Patch looks good Billy. I haven't tested it because after banging my head against hbase-826, I've learned that this notion of major compaction is a bit more involved than I at first thought (I think you may have known all along how important the difference between minor and major is).
Here is what I learned. While compacting, if we overrun max versions or a cell has expired, we do not let the cell go through to the compacted file. That was fine in the old days, when we always compacted everything. Since we got smarter compacting – i.e. minor compactions only compacting the small files – this behavior can make for malignant results (See towards end of hbase-826 for an illustration).

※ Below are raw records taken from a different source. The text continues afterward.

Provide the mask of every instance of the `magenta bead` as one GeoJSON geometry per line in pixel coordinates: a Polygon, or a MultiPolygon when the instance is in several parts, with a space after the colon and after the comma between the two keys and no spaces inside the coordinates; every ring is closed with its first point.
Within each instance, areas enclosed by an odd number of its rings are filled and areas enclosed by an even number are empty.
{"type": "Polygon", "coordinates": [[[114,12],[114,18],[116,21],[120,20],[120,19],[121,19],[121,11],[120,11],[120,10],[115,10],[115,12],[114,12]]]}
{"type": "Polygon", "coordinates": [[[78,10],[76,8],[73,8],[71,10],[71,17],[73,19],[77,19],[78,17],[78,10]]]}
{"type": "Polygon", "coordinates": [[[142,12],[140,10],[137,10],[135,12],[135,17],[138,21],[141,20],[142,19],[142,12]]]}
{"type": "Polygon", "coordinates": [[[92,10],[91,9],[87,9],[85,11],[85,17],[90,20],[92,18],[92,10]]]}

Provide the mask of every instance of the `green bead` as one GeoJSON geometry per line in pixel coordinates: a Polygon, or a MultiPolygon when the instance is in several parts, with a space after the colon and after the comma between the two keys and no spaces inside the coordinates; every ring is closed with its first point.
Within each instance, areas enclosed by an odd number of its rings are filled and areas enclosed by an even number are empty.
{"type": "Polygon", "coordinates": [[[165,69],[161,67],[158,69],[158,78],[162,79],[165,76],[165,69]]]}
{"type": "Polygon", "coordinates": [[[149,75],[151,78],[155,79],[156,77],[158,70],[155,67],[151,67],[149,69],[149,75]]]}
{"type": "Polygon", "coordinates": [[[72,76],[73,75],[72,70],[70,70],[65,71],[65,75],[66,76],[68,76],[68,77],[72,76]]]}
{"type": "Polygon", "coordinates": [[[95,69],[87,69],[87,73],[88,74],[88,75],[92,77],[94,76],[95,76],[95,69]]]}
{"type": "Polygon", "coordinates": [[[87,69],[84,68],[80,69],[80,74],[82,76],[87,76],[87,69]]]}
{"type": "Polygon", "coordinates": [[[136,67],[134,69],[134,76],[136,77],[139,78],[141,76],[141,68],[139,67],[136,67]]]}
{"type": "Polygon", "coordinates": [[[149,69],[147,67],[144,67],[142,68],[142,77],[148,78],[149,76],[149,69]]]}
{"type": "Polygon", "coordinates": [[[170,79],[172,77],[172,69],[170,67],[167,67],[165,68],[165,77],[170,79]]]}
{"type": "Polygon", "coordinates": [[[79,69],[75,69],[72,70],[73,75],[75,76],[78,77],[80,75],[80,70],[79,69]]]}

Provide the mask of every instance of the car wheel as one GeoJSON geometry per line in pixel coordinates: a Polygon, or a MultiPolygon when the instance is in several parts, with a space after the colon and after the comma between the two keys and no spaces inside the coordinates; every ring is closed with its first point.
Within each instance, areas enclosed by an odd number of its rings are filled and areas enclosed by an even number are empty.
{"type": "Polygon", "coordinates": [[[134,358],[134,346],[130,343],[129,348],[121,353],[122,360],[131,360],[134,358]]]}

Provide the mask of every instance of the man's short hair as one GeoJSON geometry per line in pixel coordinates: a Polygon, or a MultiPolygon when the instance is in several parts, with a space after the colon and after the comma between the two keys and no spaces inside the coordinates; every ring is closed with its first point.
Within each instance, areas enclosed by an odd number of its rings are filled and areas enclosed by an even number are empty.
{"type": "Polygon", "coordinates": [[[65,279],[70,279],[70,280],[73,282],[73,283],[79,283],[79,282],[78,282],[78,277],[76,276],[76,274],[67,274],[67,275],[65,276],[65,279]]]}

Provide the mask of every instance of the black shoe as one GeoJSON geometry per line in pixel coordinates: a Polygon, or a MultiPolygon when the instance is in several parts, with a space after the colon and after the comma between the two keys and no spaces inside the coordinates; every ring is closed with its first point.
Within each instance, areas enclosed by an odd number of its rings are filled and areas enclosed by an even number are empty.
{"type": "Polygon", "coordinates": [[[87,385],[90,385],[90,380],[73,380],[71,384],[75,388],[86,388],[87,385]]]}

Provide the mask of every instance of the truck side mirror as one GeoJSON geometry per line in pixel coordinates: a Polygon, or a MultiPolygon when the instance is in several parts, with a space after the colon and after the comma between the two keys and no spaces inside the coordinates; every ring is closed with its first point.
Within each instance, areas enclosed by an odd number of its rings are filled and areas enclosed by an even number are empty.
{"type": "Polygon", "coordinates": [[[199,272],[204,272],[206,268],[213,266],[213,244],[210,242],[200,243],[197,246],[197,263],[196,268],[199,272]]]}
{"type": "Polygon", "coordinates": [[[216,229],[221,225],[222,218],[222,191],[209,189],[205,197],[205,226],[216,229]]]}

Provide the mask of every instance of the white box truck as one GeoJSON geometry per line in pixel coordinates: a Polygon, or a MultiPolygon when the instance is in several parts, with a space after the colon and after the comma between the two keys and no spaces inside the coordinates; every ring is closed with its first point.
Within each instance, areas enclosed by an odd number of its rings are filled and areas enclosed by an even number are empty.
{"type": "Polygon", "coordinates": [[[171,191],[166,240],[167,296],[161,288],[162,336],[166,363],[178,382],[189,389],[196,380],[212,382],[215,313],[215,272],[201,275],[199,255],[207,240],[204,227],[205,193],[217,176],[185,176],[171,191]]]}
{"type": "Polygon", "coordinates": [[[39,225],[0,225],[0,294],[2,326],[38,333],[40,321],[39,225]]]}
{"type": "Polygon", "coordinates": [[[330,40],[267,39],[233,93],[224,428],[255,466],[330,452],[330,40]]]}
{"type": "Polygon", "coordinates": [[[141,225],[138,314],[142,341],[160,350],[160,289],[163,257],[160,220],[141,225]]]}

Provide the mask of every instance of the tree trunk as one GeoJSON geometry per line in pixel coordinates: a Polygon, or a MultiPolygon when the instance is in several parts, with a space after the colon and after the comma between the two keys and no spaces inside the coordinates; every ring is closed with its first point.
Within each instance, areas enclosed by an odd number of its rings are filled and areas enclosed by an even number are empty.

So, Billy, you need to add passing of the 'force' flag down into the HStore#compact (We should probably rename 'force' as 'majorCompaction' or something?). Then in HStore#compact, we only do the max versions and expiration code IF its a major compaction. Otherwise, we just let ALL cells go through to the compacted files (At runtime, the get and scan respect max versions and expiration times).
I'll be on IRC tomorrow if you want to chat more on this Billy or just write notes into this JIRA and we can back and forth here (If you want, post a rough patch and I can give feedback – that might be best).
Oh, one other thing, there should be no maximum on the amount of files to compact at a time when doing a major compaction, but I think the way your patch is written, there isn't; its only when minor compactions run that there is a limit – is that so?